I assume you already worked this out, but for anyone referencing this in the future- you cannot use Dijkstra's algorithm nor its descendants like A*, because the graph, in spirit, has negative cycles. You could find a conversion rate less than 1, and potentially exploit this to get an overall lower minimum conversion rate (which you then just invert the two currencies, for a a maximum conversion rate in the opposite direction).

A mathematical digression:

A way to see this more clearly- imagine we have a few conversion rates, between 3 pairs of currencies- A, B, and C. Assuming the units check out, the overall conversion rate R across these three exchanges would be R = A * B * C. Another way we could write this would be R = e ^ log(A * B * C), where e is Euler's number, and log() is the natural logarithm (we could just as well have used 10 and log10(), or any other base). Rewriting this using the rules of logarithms, we can get R = e ^ (log(A) + log(B) + log(C)), and finally log(R) = log(A) + log(B) + log(C).

Now, if we don't care about the actual value of R, just which is largest / smallest (or we're willing to perform some exponentiation to get it), we can just settle for computing log(R), or the log of the exchange rate.

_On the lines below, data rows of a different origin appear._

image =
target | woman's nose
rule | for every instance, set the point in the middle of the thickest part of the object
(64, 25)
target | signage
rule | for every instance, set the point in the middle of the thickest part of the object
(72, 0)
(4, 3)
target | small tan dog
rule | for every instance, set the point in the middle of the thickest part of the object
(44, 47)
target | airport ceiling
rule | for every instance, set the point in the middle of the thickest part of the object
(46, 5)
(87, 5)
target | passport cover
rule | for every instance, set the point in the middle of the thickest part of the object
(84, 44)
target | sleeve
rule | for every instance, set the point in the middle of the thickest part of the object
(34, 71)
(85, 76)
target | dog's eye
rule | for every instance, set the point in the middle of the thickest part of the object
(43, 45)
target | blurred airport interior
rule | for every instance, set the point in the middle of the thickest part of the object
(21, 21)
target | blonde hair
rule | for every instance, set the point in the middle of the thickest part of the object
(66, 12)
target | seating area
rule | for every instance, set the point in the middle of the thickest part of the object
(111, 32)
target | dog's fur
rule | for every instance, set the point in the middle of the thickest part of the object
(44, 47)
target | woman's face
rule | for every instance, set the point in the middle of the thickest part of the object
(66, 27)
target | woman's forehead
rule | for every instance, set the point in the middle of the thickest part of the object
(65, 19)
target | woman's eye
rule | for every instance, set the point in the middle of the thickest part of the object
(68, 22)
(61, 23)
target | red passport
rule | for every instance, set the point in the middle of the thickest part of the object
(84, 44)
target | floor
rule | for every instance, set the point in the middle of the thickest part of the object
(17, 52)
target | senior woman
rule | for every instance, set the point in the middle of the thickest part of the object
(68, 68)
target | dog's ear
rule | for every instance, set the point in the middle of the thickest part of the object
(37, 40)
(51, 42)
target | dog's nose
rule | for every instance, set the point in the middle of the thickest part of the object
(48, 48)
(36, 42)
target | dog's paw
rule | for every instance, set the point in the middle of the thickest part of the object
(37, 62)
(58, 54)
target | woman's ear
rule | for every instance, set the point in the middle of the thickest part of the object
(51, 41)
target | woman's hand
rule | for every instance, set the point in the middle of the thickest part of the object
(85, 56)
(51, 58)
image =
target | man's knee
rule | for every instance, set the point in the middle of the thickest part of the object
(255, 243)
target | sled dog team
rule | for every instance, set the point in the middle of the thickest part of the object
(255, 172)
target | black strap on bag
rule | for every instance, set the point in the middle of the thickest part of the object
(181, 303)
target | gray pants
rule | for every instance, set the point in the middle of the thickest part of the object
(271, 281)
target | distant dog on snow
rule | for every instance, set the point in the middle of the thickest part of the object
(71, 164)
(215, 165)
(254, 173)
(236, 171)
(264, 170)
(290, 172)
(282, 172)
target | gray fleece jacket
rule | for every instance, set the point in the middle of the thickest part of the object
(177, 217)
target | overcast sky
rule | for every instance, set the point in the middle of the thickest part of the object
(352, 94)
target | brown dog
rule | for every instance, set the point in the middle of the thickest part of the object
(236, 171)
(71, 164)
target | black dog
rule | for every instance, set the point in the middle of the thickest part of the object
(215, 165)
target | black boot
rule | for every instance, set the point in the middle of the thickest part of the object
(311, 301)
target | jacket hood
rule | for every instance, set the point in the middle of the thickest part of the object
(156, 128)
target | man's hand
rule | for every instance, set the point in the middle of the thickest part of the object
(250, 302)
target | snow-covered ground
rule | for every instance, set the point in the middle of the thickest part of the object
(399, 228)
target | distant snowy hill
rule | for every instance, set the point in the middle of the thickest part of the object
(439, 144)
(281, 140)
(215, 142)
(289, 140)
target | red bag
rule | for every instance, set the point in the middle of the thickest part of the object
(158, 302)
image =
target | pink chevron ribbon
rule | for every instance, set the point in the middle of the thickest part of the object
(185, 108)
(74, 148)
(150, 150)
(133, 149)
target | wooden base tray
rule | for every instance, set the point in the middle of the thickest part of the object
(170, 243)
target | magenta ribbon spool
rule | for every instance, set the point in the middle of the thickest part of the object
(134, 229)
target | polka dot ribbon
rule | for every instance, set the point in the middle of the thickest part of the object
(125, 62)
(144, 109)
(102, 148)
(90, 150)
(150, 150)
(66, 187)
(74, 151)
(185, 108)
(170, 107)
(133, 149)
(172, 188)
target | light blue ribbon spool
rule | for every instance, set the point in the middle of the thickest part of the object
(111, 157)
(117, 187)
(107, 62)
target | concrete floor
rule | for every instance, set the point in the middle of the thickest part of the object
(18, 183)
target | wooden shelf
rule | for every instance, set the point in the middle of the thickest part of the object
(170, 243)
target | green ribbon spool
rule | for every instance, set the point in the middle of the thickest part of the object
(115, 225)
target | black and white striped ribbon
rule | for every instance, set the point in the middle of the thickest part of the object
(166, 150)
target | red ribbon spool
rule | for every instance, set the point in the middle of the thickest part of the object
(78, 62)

The benefit to this is that the weights, while transformed to their logarithms, are added together, not multiplied. This allows us to use traditional implementations of graph algorithms unchanged (we just give them log(weight) instead of weight). If we try to give it something that would normally be between 0 and 1, we see that log(x) actually becomes negative, exposing the true nature of that edge, and the potential negative cycles it may create.

Summary

You'll want to probably use Bellman-Ford, and you should be fine just replacing addition with multiplication. If you have an existing implementation at hand, but which utilizes addition to combine edge weights, you can easily cheat by passing it the log() of the edge weight instead, and things will work "automagically".